Microsoft has launched a traineeship program aimed at creating a new pipeline of IT talent.
Working in partnership with MEGT, Prodigy Learning and TAFE, the traineeship program will combine a Certificate IV in Information Technology Networking with paid work experience.
The Cert IV will be delivered by TAFE NSW, while trainees will also work towards achieving a Microsoft Certified Solutions Associate certification, which includes a specialisation in cloud skills.
The traineeships will kick off in pilot form from February 2019, with 150 placements available, 50 of those have already been secured. Trainees, which will be paid as they learn, will be hosted by Microsoft and its client and partner organisations ANZ Bank, Datacom, DXC, MoQ Digital, Veritec, XCentral and Oobe at launch.
The program is designed to offer students a foot in the door to an IT career by incorporating a core set of seven Microsoft certifications, including some of the latest Azure and cloud computing credentials. Though the traineeship features cloud-specific Microsoft certifications, TAFE's IT training will be broad and foundational, with trainees provided education across multiple systems and software, according to TAFE NSW.

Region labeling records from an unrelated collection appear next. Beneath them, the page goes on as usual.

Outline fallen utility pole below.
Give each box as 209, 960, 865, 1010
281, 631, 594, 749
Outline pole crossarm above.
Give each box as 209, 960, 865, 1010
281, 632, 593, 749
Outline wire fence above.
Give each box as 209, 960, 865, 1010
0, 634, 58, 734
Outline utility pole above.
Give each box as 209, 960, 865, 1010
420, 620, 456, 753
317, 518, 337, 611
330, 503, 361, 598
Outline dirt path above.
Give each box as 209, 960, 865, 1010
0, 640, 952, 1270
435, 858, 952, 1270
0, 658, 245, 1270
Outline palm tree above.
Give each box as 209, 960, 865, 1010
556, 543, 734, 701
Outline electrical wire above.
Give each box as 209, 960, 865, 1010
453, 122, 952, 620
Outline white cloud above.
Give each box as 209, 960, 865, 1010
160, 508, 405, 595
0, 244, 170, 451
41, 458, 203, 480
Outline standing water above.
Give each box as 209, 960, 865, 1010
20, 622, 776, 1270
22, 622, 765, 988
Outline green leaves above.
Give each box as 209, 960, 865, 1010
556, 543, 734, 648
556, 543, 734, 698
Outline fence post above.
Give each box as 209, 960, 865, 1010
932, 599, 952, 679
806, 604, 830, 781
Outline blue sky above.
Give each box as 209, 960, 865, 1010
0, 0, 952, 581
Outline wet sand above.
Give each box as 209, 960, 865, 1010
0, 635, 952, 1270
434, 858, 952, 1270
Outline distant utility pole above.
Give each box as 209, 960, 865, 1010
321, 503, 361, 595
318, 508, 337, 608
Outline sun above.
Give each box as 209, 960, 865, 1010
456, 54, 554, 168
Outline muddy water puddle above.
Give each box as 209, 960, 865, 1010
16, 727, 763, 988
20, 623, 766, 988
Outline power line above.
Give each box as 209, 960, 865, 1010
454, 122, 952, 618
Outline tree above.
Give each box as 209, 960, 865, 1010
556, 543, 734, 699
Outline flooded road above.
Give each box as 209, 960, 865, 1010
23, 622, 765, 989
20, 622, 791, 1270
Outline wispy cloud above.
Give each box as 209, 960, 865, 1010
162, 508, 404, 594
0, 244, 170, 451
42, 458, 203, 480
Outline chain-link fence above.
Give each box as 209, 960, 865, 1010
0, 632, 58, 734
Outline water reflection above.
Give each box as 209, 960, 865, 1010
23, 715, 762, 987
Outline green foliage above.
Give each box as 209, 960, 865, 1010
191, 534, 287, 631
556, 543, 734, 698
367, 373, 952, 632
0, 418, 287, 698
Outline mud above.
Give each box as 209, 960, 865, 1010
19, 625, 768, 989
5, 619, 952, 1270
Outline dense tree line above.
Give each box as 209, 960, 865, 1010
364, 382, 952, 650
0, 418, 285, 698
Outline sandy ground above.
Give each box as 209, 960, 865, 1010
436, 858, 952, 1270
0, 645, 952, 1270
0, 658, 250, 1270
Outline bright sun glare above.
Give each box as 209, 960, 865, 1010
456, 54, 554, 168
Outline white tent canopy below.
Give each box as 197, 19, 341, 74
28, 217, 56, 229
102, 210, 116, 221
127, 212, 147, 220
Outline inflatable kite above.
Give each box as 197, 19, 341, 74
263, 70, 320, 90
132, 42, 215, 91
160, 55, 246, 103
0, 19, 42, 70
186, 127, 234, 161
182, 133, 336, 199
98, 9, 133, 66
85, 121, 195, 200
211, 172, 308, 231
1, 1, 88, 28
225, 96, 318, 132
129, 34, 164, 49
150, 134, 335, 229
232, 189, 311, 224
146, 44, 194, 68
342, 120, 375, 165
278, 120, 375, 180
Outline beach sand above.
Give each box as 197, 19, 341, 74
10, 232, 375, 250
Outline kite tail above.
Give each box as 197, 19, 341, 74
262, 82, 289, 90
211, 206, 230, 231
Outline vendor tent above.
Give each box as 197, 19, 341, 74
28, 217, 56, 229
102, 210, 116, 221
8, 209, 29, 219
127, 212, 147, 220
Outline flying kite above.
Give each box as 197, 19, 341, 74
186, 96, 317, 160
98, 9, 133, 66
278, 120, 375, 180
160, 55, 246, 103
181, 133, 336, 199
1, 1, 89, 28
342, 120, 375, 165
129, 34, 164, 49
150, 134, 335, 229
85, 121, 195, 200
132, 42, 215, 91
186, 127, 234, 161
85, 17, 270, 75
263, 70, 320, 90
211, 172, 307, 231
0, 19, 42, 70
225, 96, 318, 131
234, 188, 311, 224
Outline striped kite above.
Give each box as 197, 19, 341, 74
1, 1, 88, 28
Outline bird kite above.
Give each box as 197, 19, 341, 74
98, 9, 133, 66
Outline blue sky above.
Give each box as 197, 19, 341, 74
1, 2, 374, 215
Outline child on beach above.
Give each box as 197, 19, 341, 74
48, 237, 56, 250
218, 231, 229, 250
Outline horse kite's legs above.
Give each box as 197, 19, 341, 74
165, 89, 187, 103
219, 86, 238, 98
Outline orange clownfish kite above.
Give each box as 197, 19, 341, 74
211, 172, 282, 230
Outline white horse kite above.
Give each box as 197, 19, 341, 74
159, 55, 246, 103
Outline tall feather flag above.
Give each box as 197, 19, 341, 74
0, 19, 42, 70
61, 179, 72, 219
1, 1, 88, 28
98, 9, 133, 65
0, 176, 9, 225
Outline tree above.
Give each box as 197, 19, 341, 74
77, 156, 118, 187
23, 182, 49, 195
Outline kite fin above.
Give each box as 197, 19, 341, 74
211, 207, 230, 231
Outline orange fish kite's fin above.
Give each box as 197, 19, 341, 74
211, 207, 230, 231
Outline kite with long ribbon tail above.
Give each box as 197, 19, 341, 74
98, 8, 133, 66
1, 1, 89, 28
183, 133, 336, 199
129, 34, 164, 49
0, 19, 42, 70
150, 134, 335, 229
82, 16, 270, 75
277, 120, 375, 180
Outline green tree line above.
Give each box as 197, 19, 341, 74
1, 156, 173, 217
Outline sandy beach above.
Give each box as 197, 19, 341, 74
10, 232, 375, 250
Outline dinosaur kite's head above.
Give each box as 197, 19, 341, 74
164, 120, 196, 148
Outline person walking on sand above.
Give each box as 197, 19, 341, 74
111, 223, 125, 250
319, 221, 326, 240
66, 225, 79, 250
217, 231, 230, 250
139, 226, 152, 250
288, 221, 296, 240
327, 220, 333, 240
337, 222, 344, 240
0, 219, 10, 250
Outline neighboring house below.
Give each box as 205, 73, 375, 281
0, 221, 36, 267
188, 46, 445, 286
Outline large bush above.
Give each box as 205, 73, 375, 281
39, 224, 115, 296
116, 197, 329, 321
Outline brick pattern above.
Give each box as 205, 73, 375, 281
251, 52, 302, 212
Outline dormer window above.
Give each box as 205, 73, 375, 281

Trainees will work 38 hour weeks and will spend one day a week at TAFE for a full day of training. The certificate will take two years to complete.
MEGT acts as a legal employer for the trainees and manages the recruitment for the hosting companies involved.
Speaking at a launch event in Sydney, Microsoft Australia managing director Steven Worrall said skills were required to drive the next phase of economic growth in Australia
"We've come off 27 years of unbroken economic growth, to be born in and live in Australia you have won the lottery, especially our generation, and yet as we look to the next 27 years, I'm not sure there are many people who are going to argue that what has brought us to this point is unlikely to take us forward," he said.
"Dependence on mining and resources industry may not carry the country forward as it has over the last 27 years, all around us we see the signs of digital transformation, we know that digital technology is going to impact every part of our lives, it already is.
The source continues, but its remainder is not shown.